How to Argue With a Libertarian – The Ultimate Guide
2. Arguments are like taxicabs. Take them as far as you actually plan to go and pay no mind to wherever else they might lead.
Example: “When you drive on government roads, you enter into a social contract with the government and that contract obligates you to pay any tax that the government demands.” Don’t worry about the implications of this argument when an IRS agent drives on a privately paved road or pulls up in a privately paved driveway.
4. Criticize capitalism by its worst cases. But do not (ever!) compare these to the worst cases of statism.
Example: “The Enron scandal was the product of unfettered profit seeking under capitalism.” If a libertarian replies that Stalin’s brutality was the product of a statist program, change the subject or claim that your brand of statism precludes such abuses. Better still, try to argue that Stalinism was actually a kind of capitalism.

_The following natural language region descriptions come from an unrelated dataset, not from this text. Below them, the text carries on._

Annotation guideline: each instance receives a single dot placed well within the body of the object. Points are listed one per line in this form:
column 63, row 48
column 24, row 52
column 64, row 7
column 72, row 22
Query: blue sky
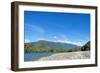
column 58, row 27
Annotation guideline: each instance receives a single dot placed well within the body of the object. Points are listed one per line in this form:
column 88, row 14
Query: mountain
column 86, row 46
column 50, row 45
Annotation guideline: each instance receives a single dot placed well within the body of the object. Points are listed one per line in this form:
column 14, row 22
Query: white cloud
column 35, row 28
column 55, row 37
column 26, row 40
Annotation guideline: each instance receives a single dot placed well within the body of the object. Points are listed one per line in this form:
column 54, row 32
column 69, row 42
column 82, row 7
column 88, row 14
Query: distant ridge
column 51, row 45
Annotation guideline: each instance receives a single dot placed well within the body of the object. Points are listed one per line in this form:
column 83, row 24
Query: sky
column 71, row 28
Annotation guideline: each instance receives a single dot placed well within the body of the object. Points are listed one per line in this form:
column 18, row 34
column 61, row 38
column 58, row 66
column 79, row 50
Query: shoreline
column 67, row 56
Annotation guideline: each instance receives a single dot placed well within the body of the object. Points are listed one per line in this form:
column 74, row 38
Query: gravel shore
column 67, row 55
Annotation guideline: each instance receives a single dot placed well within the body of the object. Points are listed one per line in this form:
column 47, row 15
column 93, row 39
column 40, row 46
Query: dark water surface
column 35, row 56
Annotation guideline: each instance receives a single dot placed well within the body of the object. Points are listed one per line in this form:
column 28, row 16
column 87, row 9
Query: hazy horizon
column 57, row 27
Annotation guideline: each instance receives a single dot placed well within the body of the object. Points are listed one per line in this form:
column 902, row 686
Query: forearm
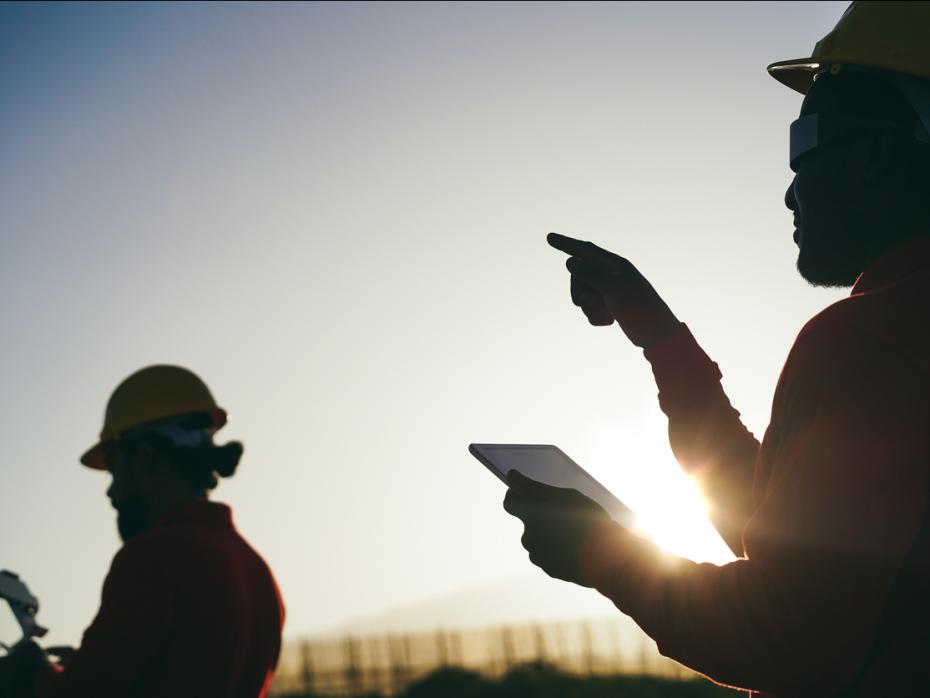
column 706, row 434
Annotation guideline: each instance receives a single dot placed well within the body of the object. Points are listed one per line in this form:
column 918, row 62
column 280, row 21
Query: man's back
column 188, row 609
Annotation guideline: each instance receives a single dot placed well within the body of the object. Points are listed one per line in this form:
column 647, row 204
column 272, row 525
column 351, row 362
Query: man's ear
column 882, row 161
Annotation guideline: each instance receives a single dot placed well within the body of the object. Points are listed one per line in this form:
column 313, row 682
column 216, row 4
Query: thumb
column 528, row 487
column 591, row 274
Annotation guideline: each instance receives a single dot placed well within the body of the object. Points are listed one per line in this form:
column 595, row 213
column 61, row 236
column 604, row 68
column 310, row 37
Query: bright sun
column 668, row 505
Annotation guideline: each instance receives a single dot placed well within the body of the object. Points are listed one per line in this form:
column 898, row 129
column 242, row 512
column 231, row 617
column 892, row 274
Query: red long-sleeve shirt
column 829, row 514
column 188, row 609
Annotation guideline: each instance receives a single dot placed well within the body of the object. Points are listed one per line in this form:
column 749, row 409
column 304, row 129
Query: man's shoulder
column 859, row 334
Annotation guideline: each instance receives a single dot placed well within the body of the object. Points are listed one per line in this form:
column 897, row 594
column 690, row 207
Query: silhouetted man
column 188, row 609
column 829, row 516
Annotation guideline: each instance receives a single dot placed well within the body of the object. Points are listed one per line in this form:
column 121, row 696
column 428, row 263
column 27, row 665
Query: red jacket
column 188, row 609
column 829, row 514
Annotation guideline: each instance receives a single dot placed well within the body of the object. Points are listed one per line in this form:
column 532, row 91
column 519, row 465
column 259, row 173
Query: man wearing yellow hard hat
column 829, row 515
column 188, row 608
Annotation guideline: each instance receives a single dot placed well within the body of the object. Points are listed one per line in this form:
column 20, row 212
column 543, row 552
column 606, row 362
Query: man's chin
column 130, row 525
column 826, row 273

11. The complexity of the world is always and everywhere an argument in favor of government intervention.
Example: A libertarian might argue that price ceilings will lead to shortages. Do not waste time discusing the interplay of supply and demand. Istead, try an argument like “Society is too complex for simplistic supply and demand arguments to be taken seriously. So the government should implement price ceilings.” Characterizing libertarian arguments as simplistic is helpful too, as it makes statists seem to be the more sophisticated group.

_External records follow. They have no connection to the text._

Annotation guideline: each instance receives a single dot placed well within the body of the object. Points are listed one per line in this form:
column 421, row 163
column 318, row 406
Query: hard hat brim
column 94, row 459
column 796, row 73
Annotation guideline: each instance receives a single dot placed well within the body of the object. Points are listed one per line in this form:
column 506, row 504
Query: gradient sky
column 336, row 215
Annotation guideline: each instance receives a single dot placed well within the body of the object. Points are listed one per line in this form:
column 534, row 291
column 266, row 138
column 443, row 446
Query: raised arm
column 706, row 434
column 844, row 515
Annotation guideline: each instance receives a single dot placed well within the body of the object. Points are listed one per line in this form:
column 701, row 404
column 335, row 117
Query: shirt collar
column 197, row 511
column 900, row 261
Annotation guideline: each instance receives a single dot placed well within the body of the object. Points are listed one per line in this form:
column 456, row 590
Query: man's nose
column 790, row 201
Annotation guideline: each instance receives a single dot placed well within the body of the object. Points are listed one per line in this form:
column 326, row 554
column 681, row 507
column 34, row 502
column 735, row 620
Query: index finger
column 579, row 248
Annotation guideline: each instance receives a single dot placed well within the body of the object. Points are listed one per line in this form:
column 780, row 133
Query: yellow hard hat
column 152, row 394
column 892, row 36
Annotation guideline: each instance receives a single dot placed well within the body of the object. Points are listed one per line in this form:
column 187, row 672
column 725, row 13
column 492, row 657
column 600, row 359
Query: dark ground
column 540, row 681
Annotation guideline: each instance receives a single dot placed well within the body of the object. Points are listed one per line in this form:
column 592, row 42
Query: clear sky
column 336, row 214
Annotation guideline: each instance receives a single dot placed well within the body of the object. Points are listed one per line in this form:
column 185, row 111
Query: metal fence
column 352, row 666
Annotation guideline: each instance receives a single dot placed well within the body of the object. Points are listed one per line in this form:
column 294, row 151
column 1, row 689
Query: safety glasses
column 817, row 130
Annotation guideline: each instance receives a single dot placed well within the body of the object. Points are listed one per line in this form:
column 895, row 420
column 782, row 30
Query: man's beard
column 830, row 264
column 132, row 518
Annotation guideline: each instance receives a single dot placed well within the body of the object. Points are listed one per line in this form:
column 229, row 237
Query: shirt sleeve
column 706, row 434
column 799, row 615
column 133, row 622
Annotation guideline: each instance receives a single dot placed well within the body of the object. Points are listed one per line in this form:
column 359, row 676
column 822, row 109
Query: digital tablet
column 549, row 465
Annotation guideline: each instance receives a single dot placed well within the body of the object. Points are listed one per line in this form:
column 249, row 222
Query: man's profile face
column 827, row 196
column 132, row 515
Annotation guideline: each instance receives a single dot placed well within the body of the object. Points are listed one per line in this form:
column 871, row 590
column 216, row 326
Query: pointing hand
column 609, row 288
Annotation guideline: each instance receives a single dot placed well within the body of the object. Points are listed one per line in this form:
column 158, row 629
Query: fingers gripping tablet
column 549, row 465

14. Disregard the possibility that libertarians make tradeoffs in their own lives.
Example: “You claim to oppose taxation but you live in a place with taxes.” The libertarian in question will argue that he opposes taxation but remains in his present place of residence to avoid other things that are worse than taxes, such as even higher taxes or the costs of leaving the country. Disregard any such protest. Call the libertarian a hypocrite.
15. Use logic, but do so with discretion.
Example: If a libertarian points out that there is an inconsistency in some statist argument, argue that, “Libertarians are too axiomatic. That’s fine for mathematics but not for real world issues that don’t fit precisely into neat logical categories.” Needless to say, the same kind of thinking need not apply if a libertarian even appears to be guilty of some inconsistency.